Nawet Johnny Depp, którego uwielbiam, wypadł bardzo słabo. Film był nudny, przewidywalny, płaski w odbiorze, jednowymiarowy, a niektóre zwroty akcji co najmniej głupie i nieprawdopodobne.
Plus za zdjęcia, kostiumy i muzykę. Cała reszta to porażka, czuję się srodze zawiedziona.
Infantylny. Na granicy średniości (i to tej dolnej granicy). Ale również zauważyłem te same plusy, + awanturnicze współczesne kino spod znaku płaszcza i szpady, chociaż ani płaszcza, ani szpady sie tam nie dopatrzyłem. Chodzi mi o klimat, lekki , niewyszukany, pseudo zawiłe intrygi i zwroty akcji. Film jest jednak inny niz ogół współczesnych produkcji. W napisach końcowych wypatrzyłem jedno nazwisko - Tom Ford. Myślę, że to jego zasługa, że ten film mimo swojej przeciętności ma taki fajny retro klimat. Moja ocena 6,1
Głupie i nieprawdopodobne.. to racja, ale film jest w tonie "z przymrużeniem oka" więc można wybaczyć. Mnie nie nudził wcale ale to są czysto subiektywne odczucia.
Johnny Depp nadaje się wyłącznie do bajek dla przedszkolaków i to z zastrzeżeniami. Dlatego nie rozumiem tego "nawet".
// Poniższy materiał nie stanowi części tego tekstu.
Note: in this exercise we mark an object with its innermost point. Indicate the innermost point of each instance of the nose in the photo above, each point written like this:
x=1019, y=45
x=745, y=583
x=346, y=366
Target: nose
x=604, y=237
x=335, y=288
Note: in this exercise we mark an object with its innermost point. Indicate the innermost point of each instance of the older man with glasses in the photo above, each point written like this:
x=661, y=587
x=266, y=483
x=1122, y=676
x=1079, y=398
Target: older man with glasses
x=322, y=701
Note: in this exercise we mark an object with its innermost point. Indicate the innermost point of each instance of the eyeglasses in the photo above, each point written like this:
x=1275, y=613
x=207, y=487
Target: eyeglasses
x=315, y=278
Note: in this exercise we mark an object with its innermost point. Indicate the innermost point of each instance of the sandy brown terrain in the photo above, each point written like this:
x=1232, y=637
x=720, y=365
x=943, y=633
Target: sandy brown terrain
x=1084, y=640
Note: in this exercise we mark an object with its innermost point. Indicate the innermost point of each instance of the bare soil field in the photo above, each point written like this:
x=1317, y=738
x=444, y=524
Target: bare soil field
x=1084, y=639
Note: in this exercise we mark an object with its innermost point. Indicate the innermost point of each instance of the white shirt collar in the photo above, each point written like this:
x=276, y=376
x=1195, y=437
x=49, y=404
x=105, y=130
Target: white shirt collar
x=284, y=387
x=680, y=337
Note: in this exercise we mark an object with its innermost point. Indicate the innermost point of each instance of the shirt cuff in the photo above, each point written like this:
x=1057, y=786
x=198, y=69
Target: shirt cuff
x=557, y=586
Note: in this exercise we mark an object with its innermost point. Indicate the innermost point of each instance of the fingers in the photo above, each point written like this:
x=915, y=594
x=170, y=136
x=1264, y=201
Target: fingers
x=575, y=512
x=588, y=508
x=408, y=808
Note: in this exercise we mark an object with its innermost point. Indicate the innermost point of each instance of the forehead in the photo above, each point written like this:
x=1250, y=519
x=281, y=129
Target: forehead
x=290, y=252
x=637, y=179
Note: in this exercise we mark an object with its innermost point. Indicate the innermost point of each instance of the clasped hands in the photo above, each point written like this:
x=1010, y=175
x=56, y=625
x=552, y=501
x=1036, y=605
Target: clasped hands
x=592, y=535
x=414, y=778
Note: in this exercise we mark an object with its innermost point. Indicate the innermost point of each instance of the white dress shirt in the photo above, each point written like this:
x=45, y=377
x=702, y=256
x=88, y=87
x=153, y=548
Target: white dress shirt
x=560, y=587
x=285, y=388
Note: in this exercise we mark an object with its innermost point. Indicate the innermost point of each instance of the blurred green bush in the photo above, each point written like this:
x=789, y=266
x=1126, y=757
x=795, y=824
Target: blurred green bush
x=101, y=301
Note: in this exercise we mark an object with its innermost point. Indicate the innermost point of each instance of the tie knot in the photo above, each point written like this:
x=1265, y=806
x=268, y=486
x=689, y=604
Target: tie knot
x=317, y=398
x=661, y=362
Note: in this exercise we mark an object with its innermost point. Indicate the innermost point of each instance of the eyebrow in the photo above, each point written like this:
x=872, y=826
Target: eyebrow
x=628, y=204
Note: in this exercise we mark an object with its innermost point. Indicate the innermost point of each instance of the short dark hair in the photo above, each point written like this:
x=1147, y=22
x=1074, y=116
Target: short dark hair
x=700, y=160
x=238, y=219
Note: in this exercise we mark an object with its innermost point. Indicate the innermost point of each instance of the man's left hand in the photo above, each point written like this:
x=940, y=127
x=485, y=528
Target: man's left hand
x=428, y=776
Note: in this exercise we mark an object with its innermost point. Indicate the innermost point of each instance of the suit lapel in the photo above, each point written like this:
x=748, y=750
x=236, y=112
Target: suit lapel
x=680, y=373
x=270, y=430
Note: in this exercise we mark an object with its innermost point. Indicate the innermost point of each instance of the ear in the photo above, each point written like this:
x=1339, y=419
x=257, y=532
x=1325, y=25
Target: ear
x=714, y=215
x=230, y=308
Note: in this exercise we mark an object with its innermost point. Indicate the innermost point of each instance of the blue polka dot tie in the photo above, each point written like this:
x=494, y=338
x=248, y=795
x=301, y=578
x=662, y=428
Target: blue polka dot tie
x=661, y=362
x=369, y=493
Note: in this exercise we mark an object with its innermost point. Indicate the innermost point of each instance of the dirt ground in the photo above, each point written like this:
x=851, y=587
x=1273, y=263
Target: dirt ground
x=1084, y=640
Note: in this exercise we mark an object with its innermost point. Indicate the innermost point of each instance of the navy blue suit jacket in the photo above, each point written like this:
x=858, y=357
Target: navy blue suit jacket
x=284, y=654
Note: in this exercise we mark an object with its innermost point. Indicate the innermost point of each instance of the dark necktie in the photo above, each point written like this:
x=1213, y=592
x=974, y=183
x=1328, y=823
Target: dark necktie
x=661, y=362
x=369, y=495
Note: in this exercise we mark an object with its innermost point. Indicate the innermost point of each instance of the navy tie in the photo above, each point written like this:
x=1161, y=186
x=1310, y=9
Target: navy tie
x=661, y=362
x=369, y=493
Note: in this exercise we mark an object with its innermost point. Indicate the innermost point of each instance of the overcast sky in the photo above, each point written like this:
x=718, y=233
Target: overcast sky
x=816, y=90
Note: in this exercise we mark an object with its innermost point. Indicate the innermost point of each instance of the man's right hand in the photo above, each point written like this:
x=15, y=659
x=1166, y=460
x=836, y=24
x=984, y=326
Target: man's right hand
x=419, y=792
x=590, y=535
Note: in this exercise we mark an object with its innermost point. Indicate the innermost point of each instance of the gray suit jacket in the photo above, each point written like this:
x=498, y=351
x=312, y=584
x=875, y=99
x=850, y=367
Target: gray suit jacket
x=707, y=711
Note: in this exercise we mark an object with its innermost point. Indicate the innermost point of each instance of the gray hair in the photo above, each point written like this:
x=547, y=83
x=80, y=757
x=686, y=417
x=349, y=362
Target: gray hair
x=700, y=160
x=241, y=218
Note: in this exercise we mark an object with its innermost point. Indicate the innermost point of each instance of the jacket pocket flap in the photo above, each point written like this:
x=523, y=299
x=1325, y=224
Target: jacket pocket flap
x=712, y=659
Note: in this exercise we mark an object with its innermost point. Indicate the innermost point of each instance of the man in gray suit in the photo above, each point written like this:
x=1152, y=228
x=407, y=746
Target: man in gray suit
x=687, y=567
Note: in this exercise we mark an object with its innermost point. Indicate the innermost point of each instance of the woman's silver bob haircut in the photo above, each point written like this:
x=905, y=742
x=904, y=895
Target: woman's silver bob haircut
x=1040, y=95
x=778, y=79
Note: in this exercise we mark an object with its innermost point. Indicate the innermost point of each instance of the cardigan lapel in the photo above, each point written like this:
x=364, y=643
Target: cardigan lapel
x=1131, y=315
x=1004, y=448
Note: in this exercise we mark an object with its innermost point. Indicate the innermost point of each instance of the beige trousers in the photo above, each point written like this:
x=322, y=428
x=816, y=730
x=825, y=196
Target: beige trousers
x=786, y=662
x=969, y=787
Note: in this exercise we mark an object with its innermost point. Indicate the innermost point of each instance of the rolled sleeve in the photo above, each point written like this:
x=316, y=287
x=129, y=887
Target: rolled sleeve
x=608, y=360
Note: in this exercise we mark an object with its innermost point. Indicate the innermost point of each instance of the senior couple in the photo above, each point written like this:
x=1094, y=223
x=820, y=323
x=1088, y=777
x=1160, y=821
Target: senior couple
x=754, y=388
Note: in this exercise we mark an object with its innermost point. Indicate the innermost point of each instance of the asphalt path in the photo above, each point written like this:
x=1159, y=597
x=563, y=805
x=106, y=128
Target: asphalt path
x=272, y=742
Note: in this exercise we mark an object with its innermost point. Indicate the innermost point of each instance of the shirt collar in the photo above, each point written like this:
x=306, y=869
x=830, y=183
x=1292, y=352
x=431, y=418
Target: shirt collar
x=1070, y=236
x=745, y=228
Wyjątkowo denerwująca jest Jolie w tym filmie - te nadęte miny, "pociągające" spojrzenia i kiecki, które mogłaby raczej włożyć na jakąś Galę wręczenia nagród, a nie na spacer po mieście. A najbardziej nie mogę zrozumieć, dlaczego toną make-up'u zakrywa swoją ładną twarz. Fabuła marna, przewidywalna, NUDNA wręcz. Rola Deppa - jedna ze słabszych - mało ciekawa, jakby wymuszona. Zastanawiam się, czy to dlatego, że w rzeczywistości ta dwójka za sobą nie przepada, nie udało im się stworzyć jakiejś chemii filmowej. Jest ONA, jest ON, ale nie ma ICH.